As we are preparing for a move to Portugal, we met yesterday with a tax accountant and reviewed our financial structures and tax liabilities without the NHR. The estimated taxes that we will pay in the US and Portugal are not enough to sway us from our plans to move and we are still very much excited about moving to Portugal. For us, it was helpful to get the facts and projections so we can decide based on the facts. Thank you for the great article.
Carol, thanks for the post. A lot of good thoughts from you and your fellow readers.
We are currently not living in Portugal, however, we are or should I say we were planning on becoming Portuguese tax residents. It may or may not make fiscal sense at this time.
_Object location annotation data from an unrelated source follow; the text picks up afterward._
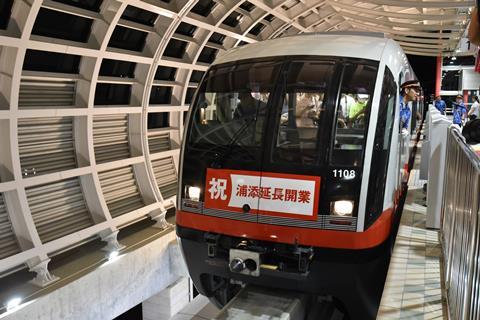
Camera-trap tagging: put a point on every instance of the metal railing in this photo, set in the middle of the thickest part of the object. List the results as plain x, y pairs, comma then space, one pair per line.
460, 233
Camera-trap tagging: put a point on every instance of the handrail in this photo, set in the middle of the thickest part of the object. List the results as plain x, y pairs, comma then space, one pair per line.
460, 232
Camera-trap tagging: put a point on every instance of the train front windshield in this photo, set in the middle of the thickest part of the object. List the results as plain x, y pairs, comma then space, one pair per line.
312, 113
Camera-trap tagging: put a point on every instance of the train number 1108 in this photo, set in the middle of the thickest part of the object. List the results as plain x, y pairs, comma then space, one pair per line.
346, 174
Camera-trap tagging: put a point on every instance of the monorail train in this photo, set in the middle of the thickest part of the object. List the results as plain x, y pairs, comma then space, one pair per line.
292, 166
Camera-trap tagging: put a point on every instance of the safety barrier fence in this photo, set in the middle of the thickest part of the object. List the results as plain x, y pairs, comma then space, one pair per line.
460, 233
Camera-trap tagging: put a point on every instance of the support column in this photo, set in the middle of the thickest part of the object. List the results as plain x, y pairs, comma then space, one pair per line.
438, 78
168, 302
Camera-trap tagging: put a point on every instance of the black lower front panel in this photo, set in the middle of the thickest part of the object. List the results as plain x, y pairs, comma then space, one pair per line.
354, 277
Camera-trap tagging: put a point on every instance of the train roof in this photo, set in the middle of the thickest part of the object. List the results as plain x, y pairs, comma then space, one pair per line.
362, 45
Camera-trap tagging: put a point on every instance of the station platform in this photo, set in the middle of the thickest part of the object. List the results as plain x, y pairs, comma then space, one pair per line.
414, 286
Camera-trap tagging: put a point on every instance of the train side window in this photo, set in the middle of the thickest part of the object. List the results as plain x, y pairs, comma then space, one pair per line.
302, 112
353, 111
381, 150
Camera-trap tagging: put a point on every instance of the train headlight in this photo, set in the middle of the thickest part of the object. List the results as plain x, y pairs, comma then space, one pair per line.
342, 208
193, 193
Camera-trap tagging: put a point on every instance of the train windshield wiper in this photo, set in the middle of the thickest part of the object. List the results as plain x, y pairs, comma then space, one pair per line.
221, 157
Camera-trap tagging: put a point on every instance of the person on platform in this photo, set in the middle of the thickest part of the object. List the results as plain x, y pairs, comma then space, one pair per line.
474, 112
440, 104
459, 111
409, 91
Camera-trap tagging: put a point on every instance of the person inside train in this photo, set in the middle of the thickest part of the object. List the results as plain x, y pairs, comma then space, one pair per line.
357, 109
409, 91
248, 105
459, 111
474, 112
440, 104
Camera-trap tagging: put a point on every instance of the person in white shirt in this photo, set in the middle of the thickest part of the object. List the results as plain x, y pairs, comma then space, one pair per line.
474, 112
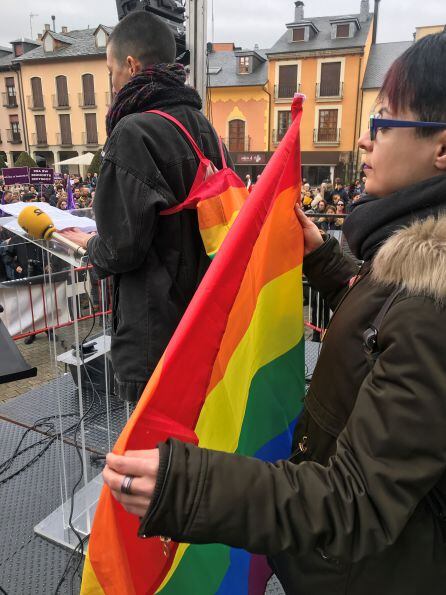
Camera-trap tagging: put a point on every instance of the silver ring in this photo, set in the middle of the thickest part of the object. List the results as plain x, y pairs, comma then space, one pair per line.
127, 484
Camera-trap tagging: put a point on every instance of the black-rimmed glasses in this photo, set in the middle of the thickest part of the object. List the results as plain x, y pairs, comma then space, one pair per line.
377, 122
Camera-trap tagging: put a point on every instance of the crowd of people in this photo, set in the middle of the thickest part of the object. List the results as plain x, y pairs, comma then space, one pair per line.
328, 204
19, 259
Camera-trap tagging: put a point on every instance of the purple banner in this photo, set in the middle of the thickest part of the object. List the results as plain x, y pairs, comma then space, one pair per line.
15, 175
41, 175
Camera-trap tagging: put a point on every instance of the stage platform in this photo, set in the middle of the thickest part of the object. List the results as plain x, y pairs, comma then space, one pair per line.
30, 565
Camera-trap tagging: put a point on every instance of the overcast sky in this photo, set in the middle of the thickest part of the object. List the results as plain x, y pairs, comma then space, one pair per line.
245, 22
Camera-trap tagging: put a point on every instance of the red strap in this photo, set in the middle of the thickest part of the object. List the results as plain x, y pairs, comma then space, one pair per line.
197, 149
222, 151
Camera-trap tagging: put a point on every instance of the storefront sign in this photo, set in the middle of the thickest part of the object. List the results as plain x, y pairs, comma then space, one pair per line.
15, 175
251, 158
41, 175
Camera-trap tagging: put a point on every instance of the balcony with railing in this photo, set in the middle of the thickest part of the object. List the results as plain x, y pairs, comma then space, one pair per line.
13, 136
35, 103
285, 92
61, 102
9, 100
90, 140
327, 136
330, 90
278, 136
64, 140
109, 97
87, 100
40, 140
238, 144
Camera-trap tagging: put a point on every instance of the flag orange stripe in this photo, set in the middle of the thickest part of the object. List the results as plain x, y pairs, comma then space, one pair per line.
121, 444
282, 214
229, 201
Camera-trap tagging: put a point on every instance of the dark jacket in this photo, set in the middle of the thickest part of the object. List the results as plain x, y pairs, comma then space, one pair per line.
351, 513
157, 262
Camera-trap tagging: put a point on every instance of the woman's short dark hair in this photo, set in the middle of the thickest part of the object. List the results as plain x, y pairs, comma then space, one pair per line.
416, 82
145, 37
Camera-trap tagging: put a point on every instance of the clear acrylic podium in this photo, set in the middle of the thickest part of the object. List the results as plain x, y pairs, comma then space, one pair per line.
74, 311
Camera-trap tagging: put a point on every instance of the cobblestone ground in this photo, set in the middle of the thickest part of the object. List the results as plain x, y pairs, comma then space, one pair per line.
41, 355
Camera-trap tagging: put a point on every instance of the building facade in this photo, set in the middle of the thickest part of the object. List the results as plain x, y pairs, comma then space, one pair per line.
325, 59
67, 92
13, 134
238, 104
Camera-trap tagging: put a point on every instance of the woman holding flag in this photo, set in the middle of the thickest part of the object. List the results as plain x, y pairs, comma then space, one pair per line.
360, 507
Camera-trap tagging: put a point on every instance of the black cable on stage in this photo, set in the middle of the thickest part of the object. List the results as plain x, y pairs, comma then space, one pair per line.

We found a cool calculator from mytaxes.pt, I used $42K or €39K a year in retirement income. Assuming a U.S. tax payer, married, filing jointly, and no other deduction except the standard deduction the IRS in the U.S. allows of ($27,700). Here is my quick math:
$42,000 less the standard deduction of ($27,700) = $14,300 taxable income at 10% or $1,430. That is an effective tax rate of 3.40%.
With the NHR, 10% tax on retirement income = about $4,200 per year
Without the NHR, €39,312, the calculator from mytaxes.pt came up with an effective tax of €8,634 or about 22%.
So without the NHR, the tax rate more than doubles.
My thoughts are at this point unless something changes, we will be Portuguese visitors under the 90 day tourist visa, and spend time in other non-schengen countries. €8,634 can buy at least two airplane tickets twice a year other parts of the world.